Пол с радостью поступил, как было велено. Все трое поминутно сталкивались, сопровождая это полузадушенными извинениями — или нередко лишь кашлем или чахлыми смешками, поскольку маленькая и тесная прихожая вела в очень узкий коридор — который, судя по всему, тоже был построен из этих странных старых ширм, — и пока Пол отмечал приглушенные охристые обои с цветочками и очень блестящие, коричневые, как патока, деревянные стенные панели (по всему низу, аккурат над колесиками), и даже — о да, вы гляньте, — рейку для картин, на которой висела старая хромолитография (угадайте, кого) Уинстона Черчилля при полном, блин, параде (в резной ореховой рамочке и на цепочке)… пока Пол дивился на все эти сюрпризы — которые ему нравились, взаправду нравились — он одновременно ломал голову над тем, как, блин, так получилось, что здесь так чертовски темно. А потом, довольно неожиданно (по мнению Бочки, давно было пора) они оба очутились почти в самом центре уютной тесной гостиной, каких давно уже не бывает — примерно четырнадцать на двенадцать, прикинул Пол, и все, — а на маленькой бежевой софе, обитой, похоже, мокетом с ледериновым узором,[15] довольно ловко примостилась, очевидно, эта самая Уна. И, слава богу, она оказалась неожиданно нормальной (потому что, скажу я вам, будь она одета в ночнушку, пожарную каску, одной рукой держи щит с возлюбленным нашим флагом, а другой воинственно потрясай трезубцем, Пол, если честно, не слишком бы удивился — потому что, слышь: уж не знаю, заметил ли Бочка, но здесь как будто петля во времени, как будто в проклятое Средневековье забрел, или вроде того).
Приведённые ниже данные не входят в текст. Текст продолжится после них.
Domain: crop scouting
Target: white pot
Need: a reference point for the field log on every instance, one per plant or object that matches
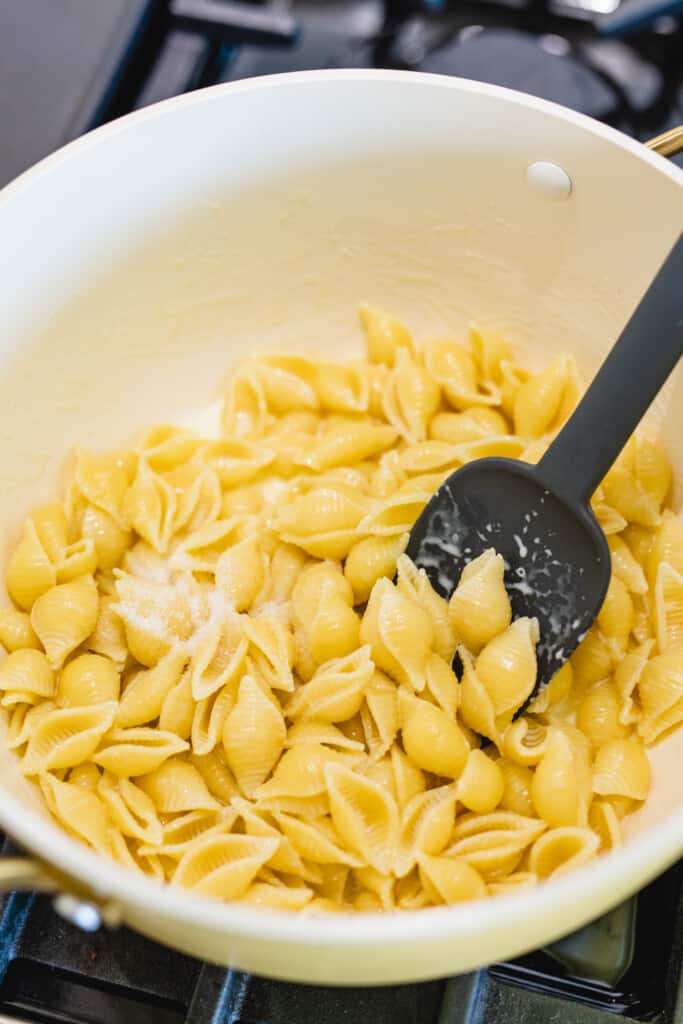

— Что за место! — восклицал Пол голосом, полным редкой и невинной радости, которая искренне обуревала его. — Но как получилось, что здесь так темно, Майк? Здорово, Уна, — как дела, подруга? Все в порядке?
— Это Пол, — сообщил ей Майк.
Уна засмеялась и сказала:
— Привет, Пол, — спасибо, в порядке, а у тебя как?
И Пол все кивал и твердил «Да, да» в ответ, но чтоб его черти взяли, если он понимал, что вызвало у Уны этот сальный смешок. Впрочем, не важно; нормальный смешок — немного грязный, но это как раз неплохо.
— А это, — улыбаясь, продолжал Майк, — Бочка. Бочка, это моя жена Уна. Обожаю гостей.
— Почему тебя зовут Бочкой? — поинтересовалась Уна. — Тебя всегда так звали? Потому что ты ведь не такой, а? Не толстый.
— Ну да… — начал Бочка. Он думал было затянуть обычную песню про «Ну, знаете, забавно, но в школе меня обычно называли…», но потом решил: да какого черта? А? В чем, блин, тут выгода? А?
— Это место! — снова начал Пол, широко раскрыв глаза и впитывая окружающее.
— Нравится? — спросил Майк. — Я знаю, некоторые люди считают его довольно, ох, — странным. И правильно делают, разумеется. Мы такие и есть. Нам так нравится. Свет — ты спрашивал про то, что здесь относительно темно, да? Если посмотришь поверх этих наших самодельных стен, — увидишь. Видишь их? Очень эффективные. И к тому же скрадывают высоту.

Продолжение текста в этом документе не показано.